You Know You're a Mother When........
More often than not, your feet stick to the kitchen floor
If the kids are fighting, you threaten to lock them in a room and not let them out till someone's bleeding
You can't find your cordless phone, so you ask a friend to call you, and you run around the house madly, following the sound until you locate the phone downstairs in the laundry basket.
Your idea of a good day is making it through without a child leaking bodily fluids on you.
In the summer, you consider ice lollies to be a food staple
The baby's dummy falls on the floor and you give it back to her after you suck the dirt off of it because you're too busy to wash it.

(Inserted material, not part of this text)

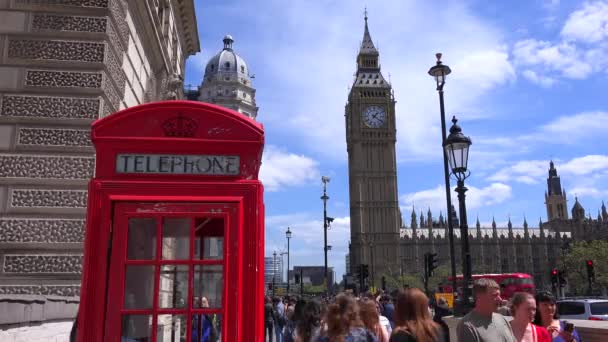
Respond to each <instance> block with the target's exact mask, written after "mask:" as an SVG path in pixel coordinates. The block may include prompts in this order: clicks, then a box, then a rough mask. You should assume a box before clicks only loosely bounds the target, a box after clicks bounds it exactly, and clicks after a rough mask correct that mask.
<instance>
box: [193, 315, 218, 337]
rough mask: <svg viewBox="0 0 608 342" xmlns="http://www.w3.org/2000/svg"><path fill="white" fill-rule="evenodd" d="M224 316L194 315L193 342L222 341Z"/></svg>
mask: <svg viewBox="0 0 608 342" xmlns="http://www.w3.org/2000/svg"><path fill="white" fill-rule="evenodd" d="M221 340H222V315H220V314H193V315H192V342H199V341H221Z"/></svg>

You're so desperate for adult conversation that you spill your guts to the telemarketer that calls and HE hangs up on YOU!

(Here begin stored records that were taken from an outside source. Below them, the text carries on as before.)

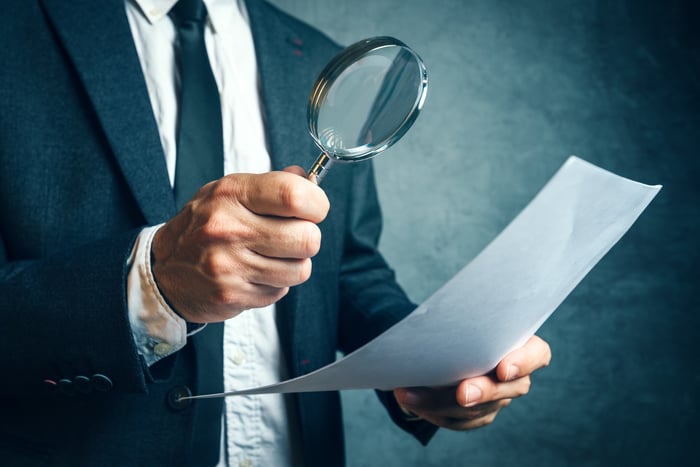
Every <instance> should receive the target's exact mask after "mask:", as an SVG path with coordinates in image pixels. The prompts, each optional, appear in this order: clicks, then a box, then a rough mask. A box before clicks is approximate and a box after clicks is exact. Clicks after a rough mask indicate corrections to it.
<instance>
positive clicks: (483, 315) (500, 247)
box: [202, 157, 661, 397]
mask: <svg viewBox="0 0 700 467" xmlns="http://www.w3.org/2000/svg"><path fill="white" fill-rule="evenodd" d="M660 189H661V186H649V185H643V184H641V183H637V182H634V181H631V180H628V179H625V178H622V177H619V176H617V175H615V174H612V173H610V172H607V171H605V170H603V169H601V168H599V167H596V166H594V165H592V164H589V163H587V162H585V161H583V160H581V159H578V158H576V157H571V158H569V159H568V160H567V161H566V162H565V163H564V165H563V166H562V167H561V168H560V169H559V171H558V172H557V173H556V174H555V175H554V177H552V179H551V180H550V181H549V182H548V183H547V184H546V185H545V186H544V188H542V190H541V191H540V192H539V194H537V196H536V197H535V198H534V199H533V200H532V201H531V202H530V204H529V205H528V206H527V207H526V208H525V209H524V210H523V211H522V212H521V213H520V214H519V215H518V216H517V217H516V218H515V219H514V220H513V221H512V222H511V223H510V225H508V227H506V228H505V229H504V230H503V232H501V233H500V234H499V235H498V236H497V237H496V238H495V239H494V240H493V241H492V242H491V243H490V244H489V245H488V246H487V247H486V248H485V249H484V250H483V251H482V252H481V253H480V254H479V255H478V256H477V257H476V258H475V259H474V260H473V261H471V262H470V263H469V264H468V265H467V266H466V267H464V269H462V270H461V271H460V272H459V273H457V275H455V276H454V277H453V278H452V279H451V280H450V281H449V282H447V283H446V284H445V285H444V286H443V287H442V288H441V289H440V290H438V291H437V292H436V293H435V294H433V295H432V296H431V297H430V298H428V299H427V300H426V301H425V302H424V303H423V304H421V305H420V306H419V307H418V308H417V309H416V310H415V311H414V312H413V313H411V314H410V315H409V316H407V317H406V318H405V319H404V320H402V321H401V322H399V323H398V324H396V325H395V326H393V327H392V328H390V329H389V330H387V331H386V332H385V333H383V334H382V335H380V336H378V337H377V338H376V339H374V340H373V341H371V342H369V343H368V344H366V345H365V346H364V347H361V348H360V349H358V350H356V351H355V352H353V353H351V354H349V355H347V356H346V357H345V358H343V359H341V360H338V361H336V362H335V363H332V364H330V365H328V366H325V367H323V368H321V369H319V370H316V371H314V372H312V373H309V374H307V375H304V376H301V377H298V378H294V379H290V380H287V381H284V382H281V383H277V384H273V385H269V386H264V387H258V388H248V389H242V390H240V391H236V392H230V393H226V394H213V395H206V396H202V397H222V396H228V395H236V394H266V393H279V392H309V391H329V390H340V389H360V388H374V389H384V390H389V389H393V388H396V387H407V386H442V385H448V384H452V383H455V382H457V381H459V380H461V379H464V378H468V377H471V376H477V375H482V374H484V373H487V372H489V371H490V370H492V369H493V368H494V367H495V366H496V364H497V363H498V362H499V361H500V360H501V359H502V358H503V357H504V356H505V355H506V354H507V353H508V352H509V351H510V350H512V349H514V348H517V347H519V346H521V345H522V344H524V343H525V341H526V340H527V339H528V338H529V337H530V336H532V335H533V334H534V333H535V331H536V330H537V329H538V328H539V327H540V326H541V325H542V323H544V321H545V320H546V319H547V318H548V317H549V316H550V315H551V314H552V313H553V312H554V310H555V309H556V308H557V307H558V306H559V305H560V304H561V303H562V302H563V301H564V299H565V298H566V296H567V295H569V293H570V292H571V291H572V290H573V289H574V287H576V285H577V284H578V283H579V282H580V281H581V279H583V278H584V276H585V275H586V274H588V272H589V271H590V270H591V269H592V268H593V266H595V264H596V263H597V262H598V261H599V260H600V259H601V258H602V257H603V256H604V255H605V254H606V253H607V252H608V250H610V248H611V247H612V246H613V245H614V244H615V243H616V242H617V241H618V240H619V239H620V238H621V237H622V236H623V235H624V234H625V232H626V231H627V230H628V229H629V228H630V226H631V225H632V224H633V223H634V221H635V220H636V219H637V217H638V216H639V215H640V214H641V213H642V211H644V209H645V208H646V207H647V205H648V204H649V203H650V202H651V200H652V199H653V198H654V196H656V194H657V193H658V191H659V190H660ZM426 248H429V246H426Z"/></svg>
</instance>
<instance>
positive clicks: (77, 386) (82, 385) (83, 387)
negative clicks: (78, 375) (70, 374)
mask: <svg viewBox="0 0 700 467" xmlns="http://www.w3.org/2000/svg"><path fill="white" fill-rule="evenodd" d="M73 387H75V390H76V391H78V392H79V393H81V394H90V393H91V392H92V384H91V383H90V378H88V377H87V376H76V377H75V378H73Z"/></svg>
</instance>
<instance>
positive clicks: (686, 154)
mask: <svg viewBox="0 0 700 467" xmlns="http://www.w3.org/2000/svg"><path fill="white" fill-rule="evenodd" d="M274 2H275V3H276V4H277V5H279V6H280V7H282V8H283V9H285V10H287V11H289V12H291V13H293V14H295V15H296V16H299V17H301V18H302V19H304V20H305V21H307V22H309V23H311V24H312V25H314V26H316V27H318V28H320V29H321V30H323V31H325V32H326V33H327V34H328V35H330V36H331V37H332V38H334V39H336V40H337V41H339V42H341V43H350V42H354V41H356V40H359V39H362V38H365V37H369V36H374V35H393V36H395V37H398V38H400V39H402V40H403V41H404V42H406V43H408V44H409V45H410V46H412V47H413V48H414V49H416V50H417V51H418V52H419V54H421V55H422V57H423V59H424V60H425V62H426V64H427V66H428V70H429V73H430V90H429V95H428V99H427V103H426V106H425V108H424V111H423V113H422V114H421V116H420V117H419V119H418V121H417V122H416V124H415V125H414V127H413V128H412V129H411V131H410V132H409V134H408V135H407V136H406V137H405V138H404V139H403V140H401V141H400V142H399V143H398V144H397V145H396V146H395V147H394V148H392V149H390V150H389V151H388V152H387V154H386V155H385V156H383V157H381V158H380V159H378V160H377V161H376V166H377V176H378V183H379V190H380V196H381V199H382V203H383V206H384V215H385V233H384V237H383V240H382V246H383V250H384V252H385V254H386V256H387V257H388V259H389V260H390V261H391V263H392V264H393V266H394V267H395V269H396V271H397V274H398V278H399V281H400V282H401V283H402V285H403V286H404V287H405V288H406V290H407V291H408V293H409V295H410V296H411V297H412V298H413V299H414V300H416V301H421V300H423V299H424V298H426V297H427V296H428V295H429V294H430V293H432V292H433V291H434V290H435V289H436V288H437V287H439V286H440V284H442V283H443V282H444V281H445V280H446V279H448V278H449V277H451V275H452V274H454V273H455V272H456V271H457V270H458V269H459V268H461V267H462V266H463V265H464V264H465V263H466V262H467V261H468V260H469V259H471V258H472V257H474V256H475V255H476V254H477V253H478V252H479V251H480V250H481V248H483V247H484V246H485V245H486V243H487V242H488V241H489V240H490V239H491V238H493V237H494V236H495V235H496V234H497V233H498V232H499V231H500V230H501V229H502V228H503V227H504V226H505V225H506V224H507V223H508V222H509V220H510V219H511V218H512V217H513V216H514V215H515V214H516V213H517V212H518V211H519V210H520V209H521V208H522V207H523V206H524V205H525V204H526V203H527V202H528V201H529V199H530V198H531V197H532V196H533V195H534V194H535V192H536V191H537V190H538V189H539V188H540V187H541V186H542V184H543V183H544V182H545V181H546V180H547V179H548V178H549V177H550V176H551V175H552V174H553V173H554V171H555V170H556V169H557V168H558V167H559V166H560V165H561V163H562V162H563V161H564V160H565V159H566V157H567V156H569V155H570V154H576V155H578V156H580V157H582V158H584V159H587V160H589V161H590V162H593V163H595V164H598V165H601V166H602V167H604V168H607V169H610V170H612V171H615V172H617V173H619V174H622V175H625V176H628V177H630V178H633V179H636V180H639V181H643V182H646V183H653V184H656V183H661V184H663V185H664V189H663V190H662V192H661V193H660V195H659V196H658V197H657V199H656V200H655V201H654V202H652V204H651V206H650V207H649V209H648V210H647V212H645V213H644V214H643V215H642V217H641V218H640V220H639V221H638V222H637V223H636V224H635V225H634V226H633V228H632V229H631V230H630V232H629V234H628V235H627V236H626V237H624V238H623V239H622V241H621V242H620V244H619V245H618V246H616V247H615V248H614V249H613V250H612V251H611V252H610V254H609V255H608V256H607V257H606V258H604V259H603V261H602V262H601V263H600V264H599V265H598V267H596V268H595V269H594V270H593V271H592V272H591V274H590V275H589V276H588V277H587V278H586V279H585V280H584V281H583V282H582V283H581V285H580V286H579V287H578V288H577V289H576V290H575V291H574V292H573V293H572V295H571V296H570V297H569V298H568V299H567V300H566V302H565V303H564V304H563V305H562V306H561V307H560V309H559V310H558V311H557V312H556V313H555V314H554V315H553V316H552V318H551V319H550V320H549V321H548V322H547V323H546V324H545V325H544V327H543V328H542V329H541V330H540V333H539V334H540V335H541V336H542V337H544V338H545V339H547V340H548V341H549V342H550V343H551V345H552V348H553V352H554V358H553V361H552V364H551V366H550V367H549V368H547V369H545V370H543V371H541V372H540V373H538V374H537V375H536V376H535V377H534V384H533V387H532V390H531V393H530V394H529V395H528V396H527V397H525V398H523V399H521V400H518V401H516V402H515V403H514V404H512V405H511V407H509V408H508V409H506V410H505V411H504V412H503V413H502V414H501V415H500V416H499V417H498V418H497V419H496V422H495V423H494V424H493V425H491V426H489V427H487V428H485V429H482V430H479V431H476V432H471V433H451V432H446V431H442V432H440V433H439V434H438V435H437V436H436V438H435V439H434V440H433V441H432V442H431V444H430V445H429V446H428V447H426V448H424V447H422V446H420V445H419V444H418V443H417V442H415V441H414V440H413V439H411V438H410V437H409V436H407V435H405V434H404V433H402V432H400V431H399V430H397V429H394V428H393V426H392V425H391V423H390V422H389V421H388V419H387V417H385V415H384V413H383V412H382V410H381V408H380V406H379V404H378V403H377V402H376V400H375V398H374V395H373V394H372V392H370V391H351V392H347V393H344V394H343V399H344V403H345V418H346V419H345V426H346V430H347V439H348V443H347V444H348V445H347V451H348V461H349V464H350V465H351V466H355V467H358V466H374V465H378V466H379V465H381V466H432V465H435V466H437V465H445V466H447V465H469V466H504V465H518V466H529V465H533V466H534V465H538V466H540V465H541V466H564V465H576V466H579V465H580V466H626V465H649V466H652V465H700V464H698V462H699V461H698V455H697V451H696V449H694V448H695V446H694V445H693V443H694V442H695V439H697V434H696V433H697V432H698V421H697V418H698V415H700V414H699V413H698V402H697V398H698V396H700V372H699V371H698V367H700V365H699V363H700V362H698V347H697V342H698V340H699V339H698V338H699V337H700V333H699V331H698V330H699V329H700V327H699V325H700V318H699V317H698V297H697V294H696V292H695V289H697V287H696V286H697V285H698V282H700V281H699V280H698V276H697V271H698V266H697V265H698V260H699V259H700V254H699V253H700V251H699V250H700V248H699V247H698V224H699V222H700V221H699V220H700V209H699V207H698V206H699V204H698V202H699V201H700V196H699V195H700V189H699V188H698V176H700V172H699V170H698V166H699V164H698V150H697V143H698V140H699V139H700V138H699V137H698V135H699V134H700V125H699V123H700V117H699V112H698V109H700V105H699V104H700V81H699V79H698V78H699V76H700V66H699V63H700V54H699V52H698V50H699V49H700V47H699V45H700V41H698V38H697V35H695V34H694V31H697V30H698V28H699V26H700V24H698V23H699V22H700V21H699V16H698V7H696V6H695V3H694V2H692V1H688V2H682V1H672V2H653V1H633V0H627V1H625V0H611V1H602V0H599V1H589V2H580V1H575V0H562V1H553V0H552V1H527V2H525V1H522V2H507V1H460V0H445V1H439V0H438V1H434V2H425V1H415V0H403V1H401V0H354V1H350V0H335V1H327V2H322V1H320V0H318V1H311V0H274ZM310 157H311V156H310ZM326 183H333V182H332V173H331V174H330V175H329V179H328V180H327V182H326Z"/></svg>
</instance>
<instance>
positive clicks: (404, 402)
mask: <svg viewBox="0 0 700 467" xmlns="http://www.w3.org/2000/svg"><path fill="white" fill-rule="evenodd" d="M455 389H456V388H454V387H452V388H445V389H432V388H402V389H396V390H395V391H394V394H395V397H396V400H397V402H398V403H399V404H400V405H401V406H402V407H404V409H406V410H407V411H409V412H412V413H414V414H416V415H418V416H420V417H422V418H433V419H436V418H443V419H456V420H466V419H475V418H480V417H483V416H486V415H488V414H490V413H492V412H497V411H498V410H500V409H501V408H503V407H505V406H506V405H508V404H509V403H510V401H509V400H508V401H506V400H493V401H487V402H485V403H482V404H478V405H471V406H469V407H463V406H460V405H459V404H458V401H457V397H456V396H455Z"/></svg>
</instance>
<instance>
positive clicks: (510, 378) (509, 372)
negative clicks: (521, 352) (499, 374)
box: [506, 365, 520, 381]
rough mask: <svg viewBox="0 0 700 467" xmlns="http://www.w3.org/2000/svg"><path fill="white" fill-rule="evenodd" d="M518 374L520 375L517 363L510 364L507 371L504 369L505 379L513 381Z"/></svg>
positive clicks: (519, 368) (519, 371)
mask: <svg viewBox="0 0 700 467" xmlns="http://www.w3.org/2000/svg"><path fill="white" fill-rule="evenodd" d="M518 376H520V368H519V367H518V365H510V366H509V367H508V371H506V381H513V380H514V379H515V378H517V377H518Z"/></svg>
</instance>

In your bathroom there is toothpaste on the light fixtures, water all over the floor, a dog drinking out of the toilet and body hair forming a union to protest unsafe working conditions.
The closest you get to gourmet cooking is making rice crispies bars.
Spit is your number one cleaning agent.
You're up each night until 10 PM vacuuming, dusting, wiping, washing, drying, loading, unloading, shopping, cooking, driving, flushing, ironing, sweeping, picking up, changing sheets, changing nappies, bathing, helping with homework, paying bills, budgeting, clipping coupons, folding clothes, putting to bed, dragging out of bed, brushing, chasing, buckling, feeding (them, not you), PLUS swinging, playing baseball, bike riding, pushing trucks, cuddling dolls, roller blading, basketball, football, catch, bubbles, sprinklers, slides, nature walks, coloring, crafts, jumping rope, PLUS raking, trimming, planting, edging, mowing, gardening, painting, and walking the dog. You get up at 5:30 AM and you have no time to eat, sleep, drink or go to the bathroom, and yet...you still managed to gain 10 pounds.....
....and, quite frankly, YOU DON'T CARE!!
So, anybody out there recognise themselves?